Autonomous Cetus A Goldilocks Craft: Just the Right Size

Photo Courtesy University of Plymouth

An autonomous boat cruises the coastal waters off Devon, UK, seeking employment in research and development. Cetus, a C-Worker 4 unmanned surface vehicle, belongs to the University of Plymouth, which has placed it at the disposal of staff, students and local businesses to conduct innovative marine research within the Smart Sound Plymouth offshore proving area.

Measuring 4.17 meters from bow to stern and 1.58 meters across the beam, she weighs 680kg. Cetus was built by L3Harris Technologies, a product of its 2018 acquisition of ASV Global. She is named after a mythological Greek sea monster and carries on a naval naming tradition denoting vessels unafraid of the sea.

Graphic courtesy L3Harris ASV.

Cetus can travel at seven knots, diesel-powered and driven by a waterjet propulsion system making her ideal for shallow- as well as deep-water surveys. She can stay at sea for up to 48 hours. The smaller of L3Harris’ autonomous surface vehicles (ASV) C-Worker class, she is designed to complete a variety of offshore and inshore survey tasks.

The vehicle’s modular interior can integrate a range of survey payloads. Its control system is ASView for direct, semi-autonomous or autonomous control.

The company lists her potential applications as:

  • Marine construction survey, often employing differential GNSS
  • Metocean data collection using Acoustic Doppler Current Profiler (ADCP), weather station, water conductivity, temperature, and depth (CTD), with a package of electronic instruments that measure these properties
  • Environmental: Passive Acoustic Monitoring (PAM)
  • Hydrocarbon detection, skimmers, dispersants
  • Seismic support: CTD, ultra-short baseline (USBL), a method of underwater acoustic positioning, PAM, ADCP
  • Site survey: multibeam sonar, motion sensors, CTD
  • Sidescan sonar, and capable of launching smaller observation-class remotely operated vehicles (ROVs)
  • Security and surveillance: cameras, video, infrared sensors

Professor Kevin Jones, Executive Dean of the Faculty of Science and Engineering at the University, said, “This technology has the undoubted potential to be a game changer in the field, enabling us to capture data which can transform our understanding of the oceans and the impact climate change and other factors are having on them.”

“In a way, Cetus a bit of a Goldilocks vessel: it’s just the right size. Some of our manned vessels are quite large, which is useful for some activities, but it increases the cost, and makes it more difficult to deploy in certain circumstances. There are other autonomous systems, but they are smaller, down at the drone level, which means they wouldn’t be capable of certain activities that we can do with this craft.  So it’s right in the middle, giving a capability that you don’t have at either end of the spectrum. For us, it completes the set of what we can deploy in almost any circumstances.”

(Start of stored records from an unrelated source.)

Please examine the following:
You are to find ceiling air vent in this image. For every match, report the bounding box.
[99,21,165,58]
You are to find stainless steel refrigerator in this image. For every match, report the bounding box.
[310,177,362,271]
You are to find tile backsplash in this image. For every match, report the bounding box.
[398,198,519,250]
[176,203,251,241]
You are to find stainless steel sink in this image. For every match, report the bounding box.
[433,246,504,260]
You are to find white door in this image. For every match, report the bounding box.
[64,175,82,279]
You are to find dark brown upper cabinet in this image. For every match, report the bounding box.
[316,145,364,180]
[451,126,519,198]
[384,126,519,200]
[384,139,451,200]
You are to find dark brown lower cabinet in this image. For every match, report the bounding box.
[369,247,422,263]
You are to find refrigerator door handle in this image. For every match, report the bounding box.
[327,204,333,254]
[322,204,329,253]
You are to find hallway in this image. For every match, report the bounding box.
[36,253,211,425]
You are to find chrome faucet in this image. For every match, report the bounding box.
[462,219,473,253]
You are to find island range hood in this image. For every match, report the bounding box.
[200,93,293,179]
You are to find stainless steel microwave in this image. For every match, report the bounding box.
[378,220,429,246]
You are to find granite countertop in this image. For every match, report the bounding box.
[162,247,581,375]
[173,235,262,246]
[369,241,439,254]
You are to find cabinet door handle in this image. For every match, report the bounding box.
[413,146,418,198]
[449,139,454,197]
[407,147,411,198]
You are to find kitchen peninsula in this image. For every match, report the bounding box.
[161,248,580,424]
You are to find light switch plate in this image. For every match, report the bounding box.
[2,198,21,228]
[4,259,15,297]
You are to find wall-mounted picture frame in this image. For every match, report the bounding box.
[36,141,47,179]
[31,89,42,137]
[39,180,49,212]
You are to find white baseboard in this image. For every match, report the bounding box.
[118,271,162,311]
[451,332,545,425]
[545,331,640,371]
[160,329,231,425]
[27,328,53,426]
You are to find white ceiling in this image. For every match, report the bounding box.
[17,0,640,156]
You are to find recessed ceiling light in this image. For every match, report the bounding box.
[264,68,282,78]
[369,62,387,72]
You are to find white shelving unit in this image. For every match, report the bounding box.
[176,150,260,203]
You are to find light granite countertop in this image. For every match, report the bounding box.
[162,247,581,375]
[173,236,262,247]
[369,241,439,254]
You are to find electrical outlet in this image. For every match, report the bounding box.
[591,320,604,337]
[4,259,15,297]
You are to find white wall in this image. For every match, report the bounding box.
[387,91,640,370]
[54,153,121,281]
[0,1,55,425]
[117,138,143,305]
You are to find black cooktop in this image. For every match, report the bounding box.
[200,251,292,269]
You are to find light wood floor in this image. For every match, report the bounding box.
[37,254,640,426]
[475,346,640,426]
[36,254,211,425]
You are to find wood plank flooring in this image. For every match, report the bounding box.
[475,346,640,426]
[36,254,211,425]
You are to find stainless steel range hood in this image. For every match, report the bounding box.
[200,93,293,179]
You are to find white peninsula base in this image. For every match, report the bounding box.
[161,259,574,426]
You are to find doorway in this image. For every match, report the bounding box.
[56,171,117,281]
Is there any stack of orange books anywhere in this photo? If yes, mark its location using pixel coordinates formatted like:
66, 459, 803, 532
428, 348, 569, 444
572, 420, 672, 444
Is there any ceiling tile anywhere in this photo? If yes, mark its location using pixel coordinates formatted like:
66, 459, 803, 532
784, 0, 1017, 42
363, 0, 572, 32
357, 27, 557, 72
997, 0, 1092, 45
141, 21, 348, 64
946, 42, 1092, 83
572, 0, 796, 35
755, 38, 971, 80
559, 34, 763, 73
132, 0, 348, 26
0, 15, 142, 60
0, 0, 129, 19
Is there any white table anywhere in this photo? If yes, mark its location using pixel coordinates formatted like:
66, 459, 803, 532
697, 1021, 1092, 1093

James Fishwich, head of Smart Sound Plymouth at the Plymouth Marine Laboratory, added that “this is a fantastic opportunity for businesses to have access to an autonomous vessel, free of charge, to trial and develop new technologies in how we operate autonomy within a port environment and offshore, and also with new sensors and technologies to make an autonomous platform useful through scientific work, oil and gas, defense.”

The University of Plymouth is also closely involved with the Mayflower Autonomous Ship, a large catamaran scheduled to cross the Atlantic in 2020, completely unmanned.